One Year of Raveberry
April 17, 2021 - Reading time: 7 minutes
It's been a little over a year since Raveberry was released to the public with this post. For those that don't know, Raveberry is a music server that uses people's votes to determine the order in which songs are played (like a social jukebox).
While the last year has been challenging in a lot of ways, it also resulted in more time at home for many of us. For me this lead to more time being spent on this side project. Many parts were added or improved and today I want to present the highlights.
A lot of these changes were proposed by other people, which I tried to indicate where I could. I want to use this occasion to express my thanks for your valuable input. Without you, this project would not have evolved nearly as much as it has. Thank you so much for your contributions.

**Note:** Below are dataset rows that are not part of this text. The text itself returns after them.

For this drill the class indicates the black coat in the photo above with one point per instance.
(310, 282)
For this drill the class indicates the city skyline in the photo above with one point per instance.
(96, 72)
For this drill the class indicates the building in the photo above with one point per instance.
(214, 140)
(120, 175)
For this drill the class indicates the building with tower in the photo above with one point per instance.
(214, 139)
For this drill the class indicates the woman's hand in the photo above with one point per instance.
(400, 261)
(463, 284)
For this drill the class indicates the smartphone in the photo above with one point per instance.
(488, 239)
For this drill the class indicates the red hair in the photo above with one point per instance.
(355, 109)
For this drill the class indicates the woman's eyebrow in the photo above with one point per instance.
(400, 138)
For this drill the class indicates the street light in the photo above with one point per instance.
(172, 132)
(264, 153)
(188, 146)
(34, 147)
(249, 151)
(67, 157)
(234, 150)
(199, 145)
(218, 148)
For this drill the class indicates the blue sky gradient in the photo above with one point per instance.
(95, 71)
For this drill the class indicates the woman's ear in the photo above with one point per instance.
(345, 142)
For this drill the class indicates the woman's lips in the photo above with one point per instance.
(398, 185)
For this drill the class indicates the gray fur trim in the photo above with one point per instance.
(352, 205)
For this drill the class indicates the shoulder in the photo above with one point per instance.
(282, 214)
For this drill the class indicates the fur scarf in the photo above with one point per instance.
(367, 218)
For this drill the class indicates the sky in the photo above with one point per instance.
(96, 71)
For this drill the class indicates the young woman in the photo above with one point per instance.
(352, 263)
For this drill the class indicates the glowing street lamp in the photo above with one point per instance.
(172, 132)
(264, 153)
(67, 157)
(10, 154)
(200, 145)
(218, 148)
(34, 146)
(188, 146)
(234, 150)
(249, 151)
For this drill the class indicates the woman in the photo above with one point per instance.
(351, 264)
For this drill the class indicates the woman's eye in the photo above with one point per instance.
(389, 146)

Here are some of the new features that were added to Raveberry over the course of the last year:
- Local Files: Shortly after the announcement, Raveberry gained the ability to play songs from the local file system. (u/mxpower on r/programming)
- Streaming: Since meeting up in person is currently complicated, remote streaming was implemented. Now, you can cast your music directly into everyone's home.
- Discord: The Raveberry bot for Discord was created to allow a shared music experience in Discord.
- Backup Stream: To prevent unwanted silence after the queue runs out, a backup internet stream can be provided that is played in this case. (Crushedice on GitHub)
- New Music Only Mode: Since the suggestions were taken from previously played songs, people oftentimes enqueued the same songs over and over. To prevent this, a new mode was introduced that shows no suggestions and refuses to play anything but new music. (L. in real life)
- WLED Support: Upon request, Raveberry was extended to interface with WLED. (qu4nt4r on GitHub)
Quality of Life Improvements
Besides these easily noticeable features, a lot of small changes were made that improve the usability of Raveberry in more subtle ways:
- Online suggestions make searching for music more comfortable. (u/TheStabu on r/raveberry)
- Configure the number of suggestions to set your own focus. (MatthewAscough on GitHub)
- Automatically modify search queries to filter undesired music or always add a specific keyword. (skoef on GitHub)
- The Docker image makes installation a lot simpler. (nickatnight on GitHub)
- Graying out unavailable settings increases clarity over which options are available. (stappjno on GitHub)
- Voting for logged in users allows them to participate without opening a private window. (F. in real life)
- Auto upvoting, because that's how it should be. Also puts manually requested songs over those from autoplay or playlists. (S. in real life)
- Webinterface upgrades greatly simplify moving to the next version, removing the need for sshing into the machine each time.
/network_info shows the IP address and a QR code for ease of access. (copykatze on GitHub)
Last but not least, the quality of Raveberry's codebase improved as well:
- Formatting and Linting ensures a consistent code style, prevents errors and allows to focus on the important things.
- Testing in both front- and backend make pushing changes a lot less stressful.
- Modularization reduces the number of dependencies and makes responsibilities more clear.
- Reducing the package size makes Raveberry install and load faster (for more detail, see this post).
I'm so happy to see how this project grew and how many people seem to like it. I'm curious to see how the next year will go (hopefully with more hanging out together…). If you have any suggestions or feedback, let me know!
Thank you a lot, stay healthy and have a great day.